Au cœur de cette flambée, l’Europe ressort comme l’un des principaux foyers de réarmement. Avec une hausse de 17 %, ses dépenses atteignent 693 milliards de dollars, dopées par la guerre en Ukraine et la multiplication des programmes de défense. L’Allemagne, désormais quatrième plus grand dépensier mondial, a vu son budget militaire croître de 28 % en un an, alimenté par un fonds spécial de 100 milliards d’euros. La Pologne, avec une hausse de 31 %, consacre désormais 4,2 % de son PIB à sa défense, dépassant largement les objectifs fixés par l’OTAN.

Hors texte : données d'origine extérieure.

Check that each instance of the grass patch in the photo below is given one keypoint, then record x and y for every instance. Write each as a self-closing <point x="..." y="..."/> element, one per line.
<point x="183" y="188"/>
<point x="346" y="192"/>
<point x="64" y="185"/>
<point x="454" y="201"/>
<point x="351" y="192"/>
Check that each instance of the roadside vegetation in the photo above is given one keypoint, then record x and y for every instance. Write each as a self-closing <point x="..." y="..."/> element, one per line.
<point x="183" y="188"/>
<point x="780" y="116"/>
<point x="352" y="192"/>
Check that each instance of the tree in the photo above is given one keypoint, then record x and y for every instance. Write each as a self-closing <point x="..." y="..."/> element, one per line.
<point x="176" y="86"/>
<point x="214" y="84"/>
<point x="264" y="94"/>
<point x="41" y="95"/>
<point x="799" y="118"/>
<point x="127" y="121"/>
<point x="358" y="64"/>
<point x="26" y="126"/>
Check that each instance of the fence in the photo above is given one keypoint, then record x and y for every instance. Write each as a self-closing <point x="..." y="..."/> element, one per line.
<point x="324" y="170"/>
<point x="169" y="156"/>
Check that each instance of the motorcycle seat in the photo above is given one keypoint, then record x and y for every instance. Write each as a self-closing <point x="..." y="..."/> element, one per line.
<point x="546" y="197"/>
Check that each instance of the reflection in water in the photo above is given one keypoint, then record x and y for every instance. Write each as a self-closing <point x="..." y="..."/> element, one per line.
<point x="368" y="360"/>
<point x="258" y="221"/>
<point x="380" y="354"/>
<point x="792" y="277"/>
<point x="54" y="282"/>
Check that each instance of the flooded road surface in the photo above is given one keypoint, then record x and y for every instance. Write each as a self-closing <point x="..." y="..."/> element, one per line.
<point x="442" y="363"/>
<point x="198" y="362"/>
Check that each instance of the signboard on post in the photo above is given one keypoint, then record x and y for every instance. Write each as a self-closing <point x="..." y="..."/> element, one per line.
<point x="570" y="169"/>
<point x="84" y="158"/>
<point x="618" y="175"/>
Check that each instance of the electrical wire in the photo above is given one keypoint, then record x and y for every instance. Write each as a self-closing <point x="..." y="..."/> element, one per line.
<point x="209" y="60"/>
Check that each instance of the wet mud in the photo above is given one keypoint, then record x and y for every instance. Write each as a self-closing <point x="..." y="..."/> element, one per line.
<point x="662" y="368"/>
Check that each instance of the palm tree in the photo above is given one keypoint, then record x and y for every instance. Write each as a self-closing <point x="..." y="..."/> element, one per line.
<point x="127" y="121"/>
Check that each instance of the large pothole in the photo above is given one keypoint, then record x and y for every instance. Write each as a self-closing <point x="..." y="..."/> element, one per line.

La guerre en Ukraine continue de redessiner l’architecture sécuritaire européenne. En 2024, la Russie a consacré 149 milliards de dollars à ses forces armées, soit 7,1 % de son PIB et près de 20 % de ses dépenses publiques, tandis que l’Ukraine, malgré un budget militaire représentant 34 % de son PIB, peine à suivre la cadence. Ses 64,7 milliards de dollars de dépenses, bien qu’en légère hausse, sont en grande partie couverts par l’aide étrangère, notamment américaine et allemande. Si l’on incluait l’ensemble de cette assistance, le budget militaire ukrainien atteindrait 125 milliards, le classant quatrième au monde.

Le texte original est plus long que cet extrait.